Google images had these.

There are actually quite a few real color photo collections from the battle. I find the Iwo battle amazing because it was such a panoramic spectacle played out in clear weather, almost the entire battlefield could be observed, which is extremely rare.

A young Naval officer on an LST took some fantastic color photos of the battle. I remember seeing them a few years ago...I'll try to locate them again.
 
It's almost impossible to comprehend the scale: some 5,000 Americans, 20,000 Japanese dead on a rock only a few miles long over the course of just 29 days. Even if the US suffered 200-300 KIAs a month during the worst months of the Vietnam War, it was nothing compared to this.

A few of my Regimental and Division-level senior officers had been young platoon and company commanders at this battle.
 
5 miles long that rock is.

There is a docent at the Marine Corps Museum in Quantico, Frank Matthews, who was a Marine at Iwo (well, he was in many of the campaigns). He talked with us for hours. I told him he needed to write his memoirs. He told me, no one wants to listen to an old man's stories. I have a pic of my kids with him.
 
I have an envelope of black volcanic sand from Beach Yellow One. It was sent to me from an old friend who passed away a few years ago, "Poppa" Gene Gustad. Gene landed on Iwo with the 5th MARDIV...and back in 2006, a few years before he died, he had a chance to return to the island. He even raised a flag on Iwo:

gene gustad letter.jpeg


VA 27 333 copy 2.jpeg
 
@Gunz , your post reminded me of a story from a few years back, probably 20 years or so. I was at a Marine reunion representing my father, and I was listening to some of the Marines talking. One of them was talking about how an Iwo veteran was wearing a jacket with the chevrons, and some punk called him a liar because the chevrons didn't have the crossed swords. The story goes that some other Marines tore him a new a-hole, gave him a history lesson about Marines and World War II, and the change of insignia in the 50s. That Iwo Jima Marine if I recall was with the 5th Marine division.
 
That sand soaked up a lot of sacred Marine blood. So Poppa Gene gathered up a quart jar of it and carried it with him on the plane. And when he got home he made up a bunch of little packets of sand and printed out his letter of authenticity and the picture of himself on Suribachi. Then he sent out the packets to all his friends, most of us younger Marine/Corpsmen from the Vietnam era.
 
It's almost impossible to comprehend the scale: some 5,000 Americans, 20,000 Japanese dead on a rock only a few miles long over the course of just 29 days. Even if the US suffered 200-300 KIAs a month during the worst months of the Vietnam War, it was nothing compared to this.
Placing some additional context to this. The American casualty total in this one month of battle easily eclipses the U.S. casualty total for the nearly 20 years we've been at war in Afghanistan.

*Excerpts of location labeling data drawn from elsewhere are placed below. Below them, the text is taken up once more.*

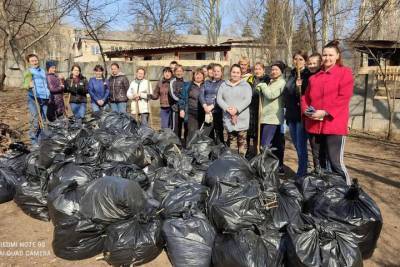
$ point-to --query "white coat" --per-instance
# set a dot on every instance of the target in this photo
(142, 88)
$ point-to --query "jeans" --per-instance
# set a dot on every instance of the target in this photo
(97, 108)
(299, 138)
(165, 116)
(267, 134)
(238, 139)
(35, 132)
(144, 119)
(119, 107)
(78, 109)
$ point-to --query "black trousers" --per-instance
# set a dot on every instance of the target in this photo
(177, 124)
(218, 127)
(278, 142)
(334, 149)
(195, 120)
(318, 149)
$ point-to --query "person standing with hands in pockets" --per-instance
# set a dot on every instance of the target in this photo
(325, 105)
(98, 90)
(119, 85)
(35, 83)
(234, 97)
(140, 92)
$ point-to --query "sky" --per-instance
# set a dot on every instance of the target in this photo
(124, 21)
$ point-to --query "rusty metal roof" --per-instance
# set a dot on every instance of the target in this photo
(384, 44)
(144, 51)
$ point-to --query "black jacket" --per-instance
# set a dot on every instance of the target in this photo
(78, 90)
(119, 86)
(291, 95)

We can't even comprehend that with our cushy daily lives. The Greatest Generation? Hell yeah.
 
Placing some additional context to this. The American casualty total in this one month of battle easily eclipses the U.S. casualty total for the nearly 20 years we've been at war in Afghanistan.

We can't even comprehend that with our cushy daily lives. The Greatest Generation? Hell yeah.

I like context; I also like scale. The battle of Antietam saw 23,000 killed and wounded in a single day. Almost a third of the totality of American losses in Vietnam, in a single day. Staggering.